I expect there will be many news items worthy of discussion by shareholders which are not particularly suited to the SCVR so I have opted to start this thread as an alternative platform. By way of starting I’ve copied below a posting I made belatedly on SCVR last Friday (3/6) re an article in the FT.

Having watched a very interesting programme on cancer treatment broadcast on the Beeb yesterday evening the following article was in the FT today. [I cribbed from the post by asdb9 another BB].

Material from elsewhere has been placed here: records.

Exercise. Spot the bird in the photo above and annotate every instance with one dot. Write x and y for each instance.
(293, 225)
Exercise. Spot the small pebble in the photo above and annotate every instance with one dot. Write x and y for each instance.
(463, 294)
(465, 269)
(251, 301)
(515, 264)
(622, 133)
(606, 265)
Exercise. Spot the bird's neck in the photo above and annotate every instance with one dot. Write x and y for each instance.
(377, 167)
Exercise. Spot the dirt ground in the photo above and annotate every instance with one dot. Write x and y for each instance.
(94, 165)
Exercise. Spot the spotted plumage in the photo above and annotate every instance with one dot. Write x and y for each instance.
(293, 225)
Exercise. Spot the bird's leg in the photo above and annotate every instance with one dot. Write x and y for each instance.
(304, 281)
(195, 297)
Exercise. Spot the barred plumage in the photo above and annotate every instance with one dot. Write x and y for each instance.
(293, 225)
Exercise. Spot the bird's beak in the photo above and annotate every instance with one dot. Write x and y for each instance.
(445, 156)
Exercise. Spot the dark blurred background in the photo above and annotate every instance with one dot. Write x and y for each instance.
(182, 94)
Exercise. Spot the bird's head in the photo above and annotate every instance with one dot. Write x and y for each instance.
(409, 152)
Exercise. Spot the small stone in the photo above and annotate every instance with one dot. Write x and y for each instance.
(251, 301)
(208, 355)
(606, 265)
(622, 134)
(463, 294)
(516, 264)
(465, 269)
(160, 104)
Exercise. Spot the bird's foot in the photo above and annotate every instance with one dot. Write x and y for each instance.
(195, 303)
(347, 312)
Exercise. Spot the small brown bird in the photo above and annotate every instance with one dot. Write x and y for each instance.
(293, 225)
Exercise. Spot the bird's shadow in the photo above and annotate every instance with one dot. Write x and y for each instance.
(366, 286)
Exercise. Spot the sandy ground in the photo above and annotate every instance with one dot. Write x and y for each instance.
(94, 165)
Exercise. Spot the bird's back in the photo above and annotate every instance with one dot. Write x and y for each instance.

Pharmaceutical companies are lining up to use a pioneering cancer test developed by UK start-up Angle after it received a first-of-its-kind US regulatory clearance. Angle’s liquid biopsy test captures live cancer cells in the blood that clinicians can use to personalise treatment by understanding the mutations and gene expression in each patient’s cancer. Shares in the London-listed company jumped almost 60 per cent on the day the Food and Drug Administration gave the test clearance for use in metastatic breast cancer. The Surrey-based start-up already works with US drugmaker Abbott to use its test to identify patients who will respond to its treatment Herceptin. It is working on a trial in ovarian cancer and this week signed a deal with Philadelphia-based MidLantic Urology to study its test in prostate cancer. Andrew Newland, chief executive, said other companies had approached Angle since the clearance last week because the test enables them to follow their progress as the drug tackles tumours. Ultimately, it hopes they will develop diagnostics as companions to each drug. ‘Our vision is that we’re going to transform the way that cancer is diagnosed and treated for every cancer type worldwide,’ he said.’So we either have to be a very, very large company, or as we’re currently planning, we have to have many deals with very large companies to achieve that’ He said Angle wants to help clinicians who are ‘flying blind’, trying to work out which treatments a patient will respond to.…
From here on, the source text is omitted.